Using these psychological upsets as a usher to naming Victor Frankenstein. it becomes more and more obvious that he has Dissociative Identity Disorder. He is his monster but has no cognition of it. He murdered those people. so chased himself across Europe. Russia. and eventually to the Arctic Circle. where it would look he regains control of his fractured head.
WORKS CITED
“Dissociative Identity Disorder” . Wikipedia. 3 April 2009. 23 March 2009.
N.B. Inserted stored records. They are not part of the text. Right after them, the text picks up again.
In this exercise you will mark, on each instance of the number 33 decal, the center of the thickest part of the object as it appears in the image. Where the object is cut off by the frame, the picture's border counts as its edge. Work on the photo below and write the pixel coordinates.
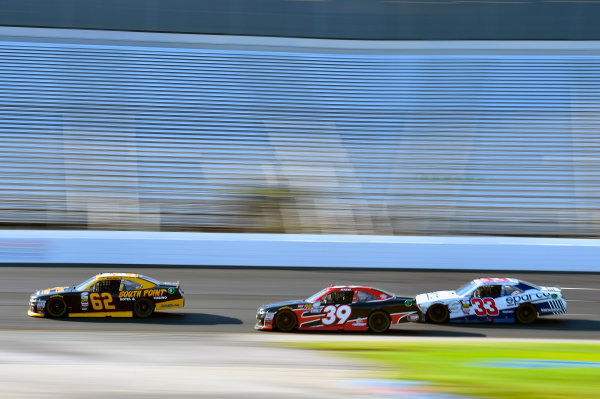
(342, 313)
(484, 306)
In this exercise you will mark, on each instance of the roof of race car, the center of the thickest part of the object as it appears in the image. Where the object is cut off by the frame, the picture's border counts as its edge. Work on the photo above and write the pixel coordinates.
(358, 287)
(118, 275)
(496, 280)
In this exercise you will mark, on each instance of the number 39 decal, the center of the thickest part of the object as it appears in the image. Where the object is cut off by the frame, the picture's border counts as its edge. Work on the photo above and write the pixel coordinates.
(340, 314)
(485, 306)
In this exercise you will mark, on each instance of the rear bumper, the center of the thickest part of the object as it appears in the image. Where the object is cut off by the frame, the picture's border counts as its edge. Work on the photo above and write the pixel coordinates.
(34, 314)
(264, 321)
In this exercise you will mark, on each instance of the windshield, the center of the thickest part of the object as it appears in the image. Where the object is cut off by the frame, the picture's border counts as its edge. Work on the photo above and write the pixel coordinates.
(466, 288)
(524, 285)
(316, 296)
(153, 281)
(87, 282)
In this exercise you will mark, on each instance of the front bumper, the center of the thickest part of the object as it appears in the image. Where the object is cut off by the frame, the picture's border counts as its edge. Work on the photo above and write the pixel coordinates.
(264, 321)
(34, 314)
(36, 308)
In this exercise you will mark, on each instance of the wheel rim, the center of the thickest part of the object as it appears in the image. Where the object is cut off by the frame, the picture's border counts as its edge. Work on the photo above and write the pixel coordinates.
(285, 321)
(143, 308)
(378, 322)
(56, 307)
(526, 315)
(437, 314)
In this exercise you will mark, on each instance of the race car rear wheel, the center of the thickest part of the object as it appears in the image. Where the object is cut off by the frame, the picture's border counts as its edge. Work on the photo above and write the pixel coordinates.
(379, 322)
(143, 308)
(285, 321)
(526, 313)
(438, 314)
(56, 307)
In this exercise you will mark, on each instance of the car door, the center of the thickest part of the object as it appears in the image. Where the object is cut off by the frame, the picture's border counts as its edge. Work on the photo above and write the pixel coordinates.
(104, 296)
(337, 309)
(485, 302)
(128, 293)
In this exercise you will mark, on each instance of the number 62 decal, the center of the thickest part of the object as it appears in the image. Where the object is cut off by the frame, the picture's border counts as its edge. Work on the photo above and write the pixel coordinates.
(484, 306)
(101, 304)
(340, 314)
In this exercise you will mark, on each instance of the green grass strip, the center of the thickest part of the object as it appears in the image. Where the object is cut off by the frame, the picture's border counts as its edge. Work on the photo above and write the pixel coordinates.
(473, 368)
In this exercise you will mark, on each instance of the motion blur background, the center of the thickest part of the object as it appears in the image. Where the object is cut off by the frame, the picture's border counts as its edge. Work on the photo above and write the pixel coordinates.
(261, 121)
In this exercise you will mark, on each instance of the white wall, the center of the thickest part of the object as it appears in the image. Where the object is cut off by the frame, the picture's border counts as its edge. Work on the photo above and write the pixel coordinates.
(339, 251)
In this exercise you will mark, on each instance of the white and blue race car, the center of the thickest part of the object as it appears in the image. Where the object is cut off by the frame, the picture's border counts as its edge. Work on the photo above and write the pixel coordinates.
(498, 300)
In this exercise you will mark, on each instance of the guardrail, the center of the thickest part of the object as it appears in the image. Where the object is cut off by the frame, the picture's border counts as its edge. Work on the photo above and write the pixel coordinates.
(298, 250)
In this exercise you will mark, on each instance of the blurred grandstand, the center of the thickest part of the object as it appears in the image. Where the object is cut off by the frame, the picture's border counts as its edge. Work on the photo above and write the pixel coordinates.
(147, 131)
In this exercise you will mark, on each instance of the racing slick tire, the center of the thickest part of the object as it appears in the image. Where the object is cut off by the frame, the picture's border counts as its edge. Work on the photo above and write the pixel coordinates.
(286, 321)
(526, 314)
(379, 322)
(143, 308)
(56, 307)
(438, 314)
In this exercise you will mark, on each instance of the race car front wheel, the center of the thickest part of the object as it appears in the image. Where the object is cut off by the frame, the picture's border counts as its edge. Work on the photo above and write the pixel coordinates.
(56, 307)
(379, 322)
(526, 313)
(285, 321)
(438, 314)
(143, 308)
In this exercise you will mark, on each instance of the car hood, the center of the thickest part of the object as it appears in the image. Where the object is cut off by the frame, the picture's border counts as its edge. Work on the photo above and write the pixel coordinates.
(55, 290)
(436, 296)
(277, 305)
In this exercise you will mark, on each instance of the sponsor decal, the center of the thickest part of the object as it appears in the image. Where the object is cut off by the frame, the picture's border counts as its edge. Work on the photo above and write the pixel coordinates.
(336, 314)
(153, 292)
(362, 322)
(102, 301)
(466, 307)
(518, 299)
(130, 294)
(484, 306)
(455, 306)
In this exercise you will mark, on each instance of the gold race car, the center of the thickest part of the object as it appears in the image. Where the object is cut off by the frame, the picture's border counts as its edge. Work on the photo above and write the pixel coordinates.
(107, 295)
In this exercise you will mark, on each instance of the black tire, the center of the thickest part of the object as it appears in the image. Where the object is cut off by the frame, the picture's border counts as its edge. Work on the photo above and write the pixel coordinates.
(56, 307)
(438, 314)
(286, 321)
(143, 308)
(526, 314)
(379, 322)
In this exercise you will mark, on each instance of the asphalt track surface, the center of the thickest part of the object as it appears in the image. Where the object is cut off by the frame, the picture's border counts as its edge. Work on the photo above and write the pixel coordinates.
(225, 300)
(209, 349)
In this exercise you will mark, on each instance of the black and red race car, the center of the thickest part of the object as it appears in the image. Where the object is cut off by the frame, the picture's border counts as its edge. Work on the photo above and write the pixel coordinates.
(343, 307)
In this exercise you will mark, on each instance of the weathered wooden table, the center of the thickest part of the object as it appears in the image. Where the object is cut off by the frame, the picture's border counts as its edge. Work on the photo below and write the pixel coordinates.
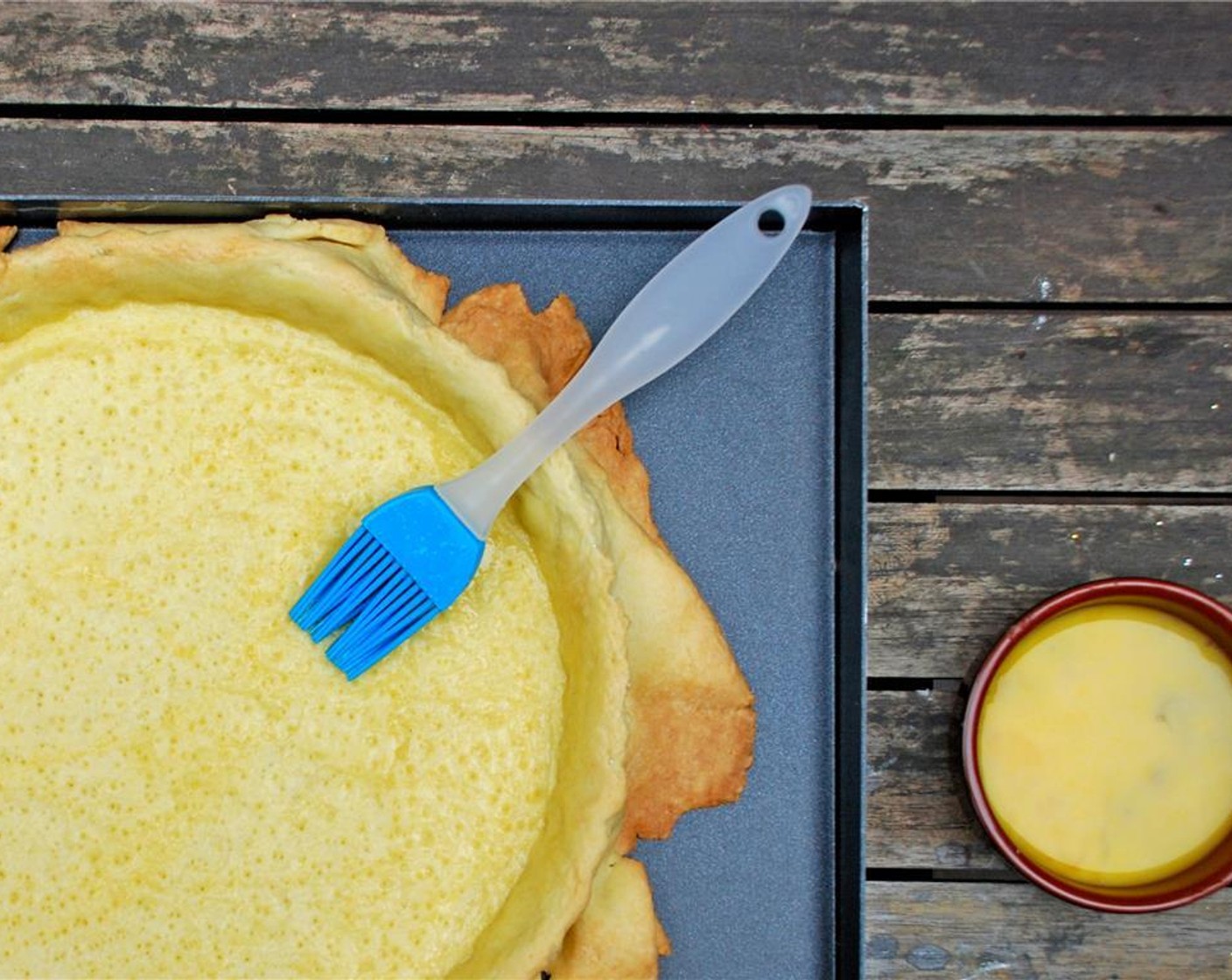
(1051, 298)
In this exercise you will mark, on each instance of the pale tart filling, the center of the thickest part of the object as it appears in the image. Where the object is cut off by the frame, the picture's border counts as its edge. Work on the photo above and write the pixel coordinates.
(187, 786)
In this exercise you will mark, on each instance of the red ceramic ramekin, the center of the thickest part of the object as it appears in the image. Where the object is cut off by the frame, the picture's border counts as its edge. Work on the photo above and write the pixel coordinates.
(1210, 873)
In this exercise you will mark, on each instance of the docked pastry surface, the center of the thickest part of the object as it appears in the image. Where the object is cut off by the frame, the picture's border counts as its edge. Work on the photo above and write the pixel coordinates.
(195, 418)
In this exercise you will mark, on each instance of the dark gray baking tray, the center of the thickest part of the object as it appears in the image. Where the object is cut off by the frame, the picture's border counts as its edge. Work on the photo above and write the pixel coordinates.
(755, 452)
Kellerman. J. . Rigler D. . Siegel SE. “The Psychological Effectss of Isolation in Protected Environments. ” American Journal of Psychiatry 134:563-565 ( 1977 ) Magellan. Karyo. “The Victorian Medico-Legal Autopsy” . 6 April 2009. 23 March 2009.
“sanity. ” Merriam-Webster Online Dictionary. 2009. Merriam-Webster Online. 23 March 2009http: //www. merriam-webster. com/dictionary/sanity”Schizophrenia” . Wikipedia. 3 April 2009. 23 March 2009.
Mayo Clinic Staff “Schizophrenia” . MayoClinic. 31 January 2008. 23 March 2009.
Shelley. Mary. Frankenstein. New York: W. W. Norton. 1996.
Ward. Andrew R. . “Feral Children” . 6 April 2009. 23 March 2009.